Chapters
Chapter 1 | Stronger Headwinds during Recovery
As South Asia emerges from the shadows of the COVID-19 pandemic, the recovery has been highly uneven. Economies in the region face existing and built-up challenges from rising commodity prices, lingering supply constraints, and financial sector vulnerabilities. The war in Ukraine threatens to exacerbate these challenges. Facing these headwinds, carefully designed monetary and fiscal policy supports are needed to weather external shocks and sustain recovery.
Chapter 2 | Charting the Course to a New Normal
GDP has mostly recovered to pre-pandemic levels: growth in the region will be 6.6 percent in 2022, though 1 percentage point lower than the January forecast in large part due to the effects of the war in Ukraine. Though South Asia has limited trade and financial links with Russia and Ukraine, higher commodity prices in global markets are expected to drag down this year’s GDP growth. The challenges ahead are extraordinarily complicated for South Asian policymakers. The high oil prices and uncertainty in international oil markets are an incentive to accelerate the transition to a low-carbon development path. Such a path will boost energy security and make development more sustainable. The chapter illustrates this by simulating the region-wide macroeconomic impacts of carbon pricing.
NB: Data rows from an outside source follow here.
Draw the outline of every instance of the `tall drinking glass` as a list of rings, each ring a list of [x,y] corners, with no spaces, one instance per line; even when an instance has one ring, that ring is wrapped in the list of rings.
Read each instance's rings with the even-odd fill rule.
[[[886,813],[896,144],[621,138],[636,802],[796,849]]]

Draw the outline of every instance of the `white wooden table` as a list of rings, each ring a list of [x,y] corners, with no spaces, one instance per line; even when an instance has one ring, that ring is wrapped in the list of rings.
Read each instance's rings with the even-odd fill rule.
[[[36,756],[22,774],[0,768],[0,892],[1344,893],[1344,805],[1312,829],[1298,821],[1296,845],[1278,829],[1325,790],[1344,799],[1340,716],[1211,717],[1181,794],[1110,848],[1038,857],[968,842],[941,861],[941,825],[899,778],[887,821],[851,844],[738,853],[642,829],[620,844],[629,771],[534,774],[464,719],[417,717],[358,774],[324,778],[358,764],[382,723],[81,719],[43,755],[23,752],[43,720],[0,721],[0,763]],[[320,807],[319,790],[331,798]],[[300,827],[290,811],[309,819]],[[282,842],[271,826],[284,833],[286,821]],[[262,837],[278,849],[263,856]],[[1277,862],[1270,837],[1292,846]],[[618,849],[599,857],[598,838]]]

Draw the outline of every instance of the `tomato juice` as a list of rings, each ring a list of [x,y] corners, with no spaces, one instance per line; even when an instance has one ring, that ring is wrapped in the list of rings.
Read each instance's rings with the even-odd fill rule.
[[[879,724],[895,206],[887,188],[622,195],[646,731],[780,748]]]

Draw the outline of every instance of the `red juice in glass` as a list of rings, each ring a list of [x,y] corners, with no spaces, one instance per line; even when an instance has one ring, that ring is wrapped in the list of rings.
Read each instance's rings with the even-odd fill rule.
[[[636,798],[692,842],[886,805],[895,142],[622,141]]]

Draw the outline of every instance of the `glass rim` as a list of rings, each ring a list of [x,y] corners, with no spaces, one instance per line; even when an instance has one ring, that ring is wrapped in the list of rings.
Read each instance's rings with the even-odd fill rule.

Chapter 3 | Reshaping Social Norms about Gender: A New Way Forward
Social norms can be a key obstacle to achieving gender equality. This is well-known but the channels through which social norms influence gender disparities have not been systematically explored. This chapter shows that, in South Asia, despite decades of rapid economic growth, rising education, and declining fertility, women continue to face greater disadvantages in accessing economic opportunities than in most of the developing world. While progress has been made, improvements are slow and increasing income levels do not seem sufficient to reduce the stubbornly large gender gaps. Deeply rooted social norms, especially those about household division of labor, account for a large share of these gaps in women’s economic engagement. The chapter provides original evidence of the usefulness to define more clearly social norms and distinguish them from other factors like attitudes, customs, or morals. The chapter concludes that to adequately address gender inequality, policies cognizant of social norms, how they change, and how to address their impact need to be set in place.